34 Qui donc condamnera? Le Christ Jésus, celui qui est mort, que dis-je? ressuscité, qui est à la droite de Dieu, qui intercède pour nous? |
35 Qui nous séparera de l'amour du Christ? la tribulation, l'angoisse, la persécution, la faim, la nudité, les périls, le glaive? |
36 selon le mot de l'Écriture: À cause de toi, l'on nous met à mort tout le long du jour; nous avons passé pour des brebis d'abattoir. |
37 Mais en tout cela nous sommes les grands vainqueurs par celui qui nous a aimés. |
38 Oui, j'en ai l'assurance, ni mort ni vie, ni anges ni principautés, ni présent ni avenir, ni puissances, |
39 ni hauteur ni profondeur, ni aucune autre créature ne pourra nous séparer de l'amour de Dieu manifesté dans le Christ Jésus notre Seigneur. |
Poursuivant le thème du Royaume et de l’unité spirituelle de l’homme, Paul attire l’attention sur le fait que le Royaume, bien qu’il soit déjà entré dans le monde, ne s’y est pas encore révélé jusqu’au bout. C’est pourquoi les fidèles ne connaissent pas encore le Royaume dans toute sa plénitude, qu’il ne leur reste pour l’instant qu’à espérer (v. 24-25). Il semblerait qu’ils puissent être tranquilles en ce qui concerne les promesses qui leur ont été données par le Sauveur. Selon les représentations généralement admises à cette époque parmi les rabbins savants, le peuple de Dieu (comme le Messie Lui-même) avait été conçu par Dieu avant même la création du monde. Paul applique cette représentation à l’Église, voyant en elle le nouveau peuple de Dieu, et il considère tous ceux qui lui appartiennent comme ceux qui, par la miséricorde de Dieu, se sont trouvés inclus dans ce dessein qui leur garantit l’obtention de la plénitude du Royaume (v. 28-30).
S’il en est ainsi, alors tous ceux que Dieu, par Jésus Christ, a conduits dans l’Église peuvent réellement être tranquilles : ils sont entrés au nombre de ceux dont le chemin a été déterminé par Dieu dès le commencement des temps. Mais, d’autre part, tant que le Royaume ne s’est pas révélé dans toute sa plénitude, le mal domine encore en partie le monde. L’unité n’existe pas encore ; elle n’existe pas seulement dans la nature humaine, mais dans la création tout entière, de sorte que, jusqu’à la transfiguration complète du monde, non seulement l’homme mais aussi toute la création restante est condamnée à souffrir (v. 18-21). Ce n’est pas par hasard que l’apôtre, parlant du corps, revient à la notion de « rédemption », plus exactement de rachat : de même qu’un esclave ne peut recevoir la liberté que si on le rachète pour le rendre libre, de même le corps doit être « racheté », libéré de cette dépendance servile dans laquelle le péché le tient (v. 22-23).

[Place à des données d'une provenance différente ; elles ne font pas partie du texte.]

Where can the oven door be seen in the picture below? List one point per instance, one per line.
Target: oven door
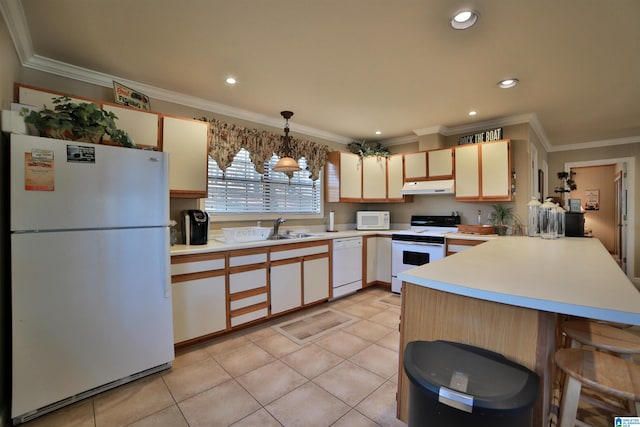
(407, 255)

Dans une telle vision, le péché devient non seulement une faute, mais aussi le malheur de l’homme qui, de tout son cœur, voudrait recevoir le Royaume dans toute sa plénitude, mais ne peut le faire tant que le Sauveur ne l’a pas libéré, de même qu’un esclave, malgré tout son désir, ne peut se libérer de l’esclavage si on ne le rachète pas. Ceux qui sont entrés dans l’Église et ont participé au Royaume reçoivent une sorte d’avance, mais ils ne la reçoivent pas sans raison : ce don devient la conséquence du choix qu’ils ont fait, après lequel la souffrance devient inévitable dans la mesure où le monde gît dans le mal (v. 17-18). L’avance reçue leur permet de participer au Royaume déjà au moment où, semble-t-il, ils ne sont encore prêts à rien de tel, car le péché niche encore dans leur nature. Mais désormais toute leur vie, dans son ensemble, est déjà déterminée par la volonté du Sauveur et se déroule selon les lois du Royaume, de sorte que l’opposition au péché dans lequel gît le monde devient en même temps pour eux une opposition à leur propre péché. C’est pourquoi le Ressuscité ne condamne déjà plus Ses fidèles pour leurs péchés (v. 31-34). Comme on le voit, la relation de l’homme avec Dieu et avec le Messie qu’Il a envoyé n’est déterminée que par son propre choix ; et si ce choix est fait correctement, rien ne peut plus l’arracher au Christ et au Royaume (v. 35-39). Pas même son propre péché, pas encore entièrement surmonté.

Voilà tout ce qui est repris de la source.